Last Updated Sep 17, 2019 at 7:05 pm MST

Pipeline pipes are seen at a facility near Hope, B.C., Thursday, Aug. 22, 2019. The Federal Court of Appeal says it'll reveal Wednesday whether a new set of legal challenges of the Trans Mountain pipeline project can go ahead. THE CANADIAN PRESS/Jonathan Hayward

B.C.'s government has been ordered to reconsider its approval of the Trans Mountain Pipeline

The highest court in B.C. brought the ruling after challenges from the Squamish Nation and the City of Vancouver

The environmental certificate issued by B.C. in January 2017 is now invalid

VANCOUVER (NEWS 1130) — The province’s highest court is ordering B.C. to reconsider its approval of the Trans Mountain pipeline.

The B.C. Court of Appeal has ruled the province must re-issue the environmental certificate, because it was approved based on a report by the National Energy Board that has since been quashed by the courts.

RELATED: Construction of Trans Mountain pipeline expansion still faces hurdles

The Squamish Nation and City of Vancouver brought legal challenges against the certificate.

Khelsilem with the Squamish Nation says they are prepared to weigh in on any new conditions the project imposes with a new certificate.

“We’ve been battling in court with the NDP government and the province on this through the court system, and I think this presents a new opportunity for the province to really step up, and we’re looking for some leadership,” he says.

The Appeal Court says in its decision released Tuesday, that in light of changes to the original report made by the energy board when the Trans Mountain pipeline expansion was reconsidered, the province needs to revisit its own approval of the project.

After the National Energy Board reviewed the project for a second time, the federal government approved the pipeline expansion again.

Ruling may not give B.C. power to block project

Eugene Kung with West Coast Environmental Law says the ruling doesn’t necessarily mean B.C. will be able to block the project from going ahead, but it could slow it down.

“I think it certainly will result in more delay, exactly how much is not exactly clear,” he says. “But like I said, any permits that are reliant on the B.C. certificate, which would be pretty much any permit in B.C. for construction, now has to wait.”

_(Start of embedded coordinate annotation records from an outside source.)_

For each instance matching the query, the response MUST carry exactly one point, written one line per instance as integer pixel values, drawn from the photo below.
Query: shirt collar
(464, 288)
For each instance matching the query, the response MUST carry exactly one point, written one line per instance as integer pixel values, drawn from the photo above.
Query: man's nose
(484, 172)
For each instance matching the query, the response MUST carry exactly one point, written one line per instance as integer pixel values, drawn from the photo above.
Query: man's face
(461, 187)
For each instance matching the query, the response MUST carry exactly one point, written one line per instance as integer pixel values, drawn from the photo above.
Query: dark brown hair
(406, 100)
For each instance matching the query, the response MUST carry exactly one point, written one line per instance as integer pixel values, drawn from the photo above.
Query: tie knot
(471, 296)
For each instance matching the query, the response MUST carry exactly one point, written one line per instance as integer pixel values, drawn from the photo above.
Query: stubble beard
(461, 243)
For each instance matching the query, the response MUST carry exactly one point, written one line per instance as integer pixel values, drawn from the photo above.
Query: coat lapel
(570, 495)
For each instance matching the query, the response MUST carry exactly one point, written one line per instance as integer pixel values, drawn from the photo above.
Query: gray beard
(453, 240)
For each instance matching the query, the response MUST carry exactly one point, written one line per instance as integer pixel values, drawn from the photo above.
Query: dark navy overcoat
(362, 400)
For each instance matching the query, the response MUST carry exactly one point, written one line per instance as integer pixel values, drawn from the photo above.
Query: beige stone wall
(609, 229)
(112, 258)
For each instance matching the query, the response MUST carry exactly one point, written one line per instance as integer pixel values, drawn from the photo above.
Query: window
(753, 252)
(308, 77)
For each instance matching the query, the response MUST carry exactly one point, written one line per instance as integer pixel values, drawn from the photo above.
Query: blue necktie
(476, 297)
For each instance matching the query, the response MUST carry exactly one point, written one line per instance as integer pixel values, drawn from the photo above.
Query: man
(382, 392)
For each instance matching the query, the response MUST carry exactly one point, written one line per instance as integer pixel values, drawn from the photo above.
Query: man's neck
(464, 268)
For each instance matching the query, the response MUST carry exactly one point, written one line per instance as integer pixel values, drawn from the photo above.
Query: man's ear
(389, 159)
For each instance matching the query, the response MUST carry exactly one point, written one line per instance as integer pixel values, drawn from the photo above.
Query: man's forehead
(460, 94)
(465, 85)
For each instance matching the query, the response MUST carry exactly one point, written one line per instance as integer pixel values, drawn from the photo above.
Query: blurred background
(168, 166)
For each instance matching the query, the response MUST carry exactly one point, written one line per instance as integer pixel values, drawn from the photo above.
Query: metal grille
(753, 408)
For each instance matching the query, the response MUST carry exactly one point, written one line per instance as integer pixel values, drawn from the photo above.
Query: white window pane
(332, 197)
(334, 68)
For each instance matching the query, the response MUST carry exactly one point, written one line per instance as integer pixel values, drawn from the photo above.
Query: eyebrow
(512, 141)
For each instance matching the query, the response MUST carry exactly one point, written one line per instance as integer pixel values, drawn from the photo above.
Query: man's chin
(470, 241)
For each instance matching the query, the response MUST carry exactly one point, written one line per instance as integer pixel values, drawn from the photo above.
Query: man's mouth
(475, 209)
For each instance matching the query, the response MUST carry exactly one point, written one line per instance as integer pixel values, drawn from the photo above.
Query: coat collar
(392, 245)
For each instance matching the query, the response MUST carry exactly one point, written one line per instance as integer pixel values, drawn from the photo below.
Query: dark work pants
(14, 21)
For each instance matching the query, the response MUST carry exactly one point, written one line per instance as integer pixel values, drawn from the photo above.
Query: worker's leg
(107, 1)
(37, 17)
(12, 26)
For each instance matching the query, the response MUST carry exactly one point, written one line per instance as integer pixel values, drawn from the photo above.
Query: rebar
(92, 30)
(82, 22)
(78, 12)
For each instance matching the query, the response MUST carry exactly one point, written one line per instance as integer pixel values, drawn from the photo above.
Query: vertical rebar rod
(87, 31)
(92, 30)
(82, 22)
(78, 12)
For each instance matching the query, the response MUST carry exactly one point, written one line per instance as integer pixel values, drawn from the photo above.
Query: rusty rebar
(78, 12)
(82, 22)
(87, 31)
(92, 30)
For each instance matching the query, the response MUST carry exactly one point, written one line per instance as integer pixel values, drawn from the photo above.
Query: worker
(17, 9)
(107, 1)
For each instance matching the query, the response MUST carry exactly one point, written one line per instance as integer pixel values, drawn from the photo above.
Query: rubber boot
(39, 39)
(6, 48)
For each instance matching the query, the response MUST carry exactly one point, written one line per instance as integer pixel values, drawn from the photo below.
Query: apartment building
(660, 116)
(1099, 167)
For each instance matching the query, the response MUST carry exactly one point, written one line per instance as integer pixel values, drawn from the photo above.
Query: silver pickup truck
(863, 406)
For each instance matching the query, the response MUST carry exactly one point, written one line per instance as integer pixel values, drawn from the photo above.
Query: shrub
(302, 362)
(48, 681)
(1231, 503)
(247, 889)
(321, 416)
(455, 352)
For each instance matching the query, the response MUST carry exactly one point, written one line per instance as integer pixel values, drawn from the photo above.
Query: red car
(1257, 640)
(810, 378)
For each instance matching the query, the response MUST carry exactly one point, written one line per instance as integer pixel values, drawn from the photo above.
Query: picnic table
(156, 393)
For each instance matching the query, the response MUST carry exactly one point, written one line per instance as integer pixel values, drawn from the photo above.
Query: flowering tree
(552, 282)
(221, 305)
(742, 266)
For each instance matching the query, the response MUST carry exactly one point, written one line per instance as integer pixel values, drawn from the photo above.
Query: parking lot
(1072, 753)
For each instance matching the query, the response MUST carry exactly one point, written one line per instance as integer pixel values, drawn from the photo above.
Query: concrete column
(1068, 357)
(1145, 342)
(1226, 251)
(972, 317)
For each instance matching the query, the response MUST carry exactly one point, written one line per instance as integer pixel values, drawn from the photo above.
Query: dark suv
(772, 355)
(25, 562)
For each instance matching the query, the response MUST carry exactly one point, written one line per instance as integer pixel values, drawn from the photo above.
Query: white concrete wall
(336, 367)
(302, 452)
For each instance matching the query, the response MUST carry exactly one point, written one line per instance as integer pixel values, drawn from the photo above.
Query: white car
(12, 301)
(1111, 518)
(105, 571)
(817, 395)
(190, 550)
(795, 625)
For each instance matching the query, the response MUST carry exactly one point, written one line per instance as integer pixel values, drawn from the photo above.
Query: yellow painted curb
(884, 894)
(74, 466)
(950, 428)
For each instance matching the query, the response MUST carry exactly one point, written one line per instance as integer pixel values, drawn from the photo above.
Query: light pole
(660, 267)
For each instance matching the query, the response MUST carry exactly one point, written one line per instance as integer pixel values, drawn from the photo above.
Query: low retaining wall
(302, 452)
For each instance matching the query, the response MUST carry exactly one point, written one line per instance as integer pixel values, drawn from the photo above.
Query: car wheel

RELATED: Vancouver mayor ‘not giving up’ Trans Mountain fight after city’s court challenge denied

B.C.’s environment minister seems to agree. George Heyman says aspects of the pipeline approval are outside the province’s jurisdiction.

“We’re not able to stop the project, that’s in federal jurisdiction. Only the federal appeal court can stop the project. All the parties in the recent case, including the Squamish Nation were in agreement with that fact,” he says.

“The project does not legally require a B.C. certificate to move forward. That is a matter of law that was explained to us when we took government.”

Meantime, the federal ministry of natural resources says B.C.’s environmental certificate is still valid.

“Today’s B.C. Court of Appeal ruling, as confirmed by Trans Mountain Corporation, does not impact construction, which will continue. The B.C. environmental assessment certificate for TMX remains valid,” reads a statement from Minister Amarjeet Sohi. “The court invited the Government of B.C. to review the conditions in the certificate under provincial authority in light of the 2019 report of the Canada Energy Regulator. The Government of Canada continues to move forward with the Trans Mountain Expansion Project.”

B.C.’s former Liberal government approved the expansion with 37 conditions in 2017, while relying on an agreement with the energy board that would stand for a provincial environmental assessment.

The three-judge panel said in its unanimous decision that through no fault of the provincial government, what is now Canada’s environmental assessment of the pipeline was not the same assessment used when B.C. approved its certificate.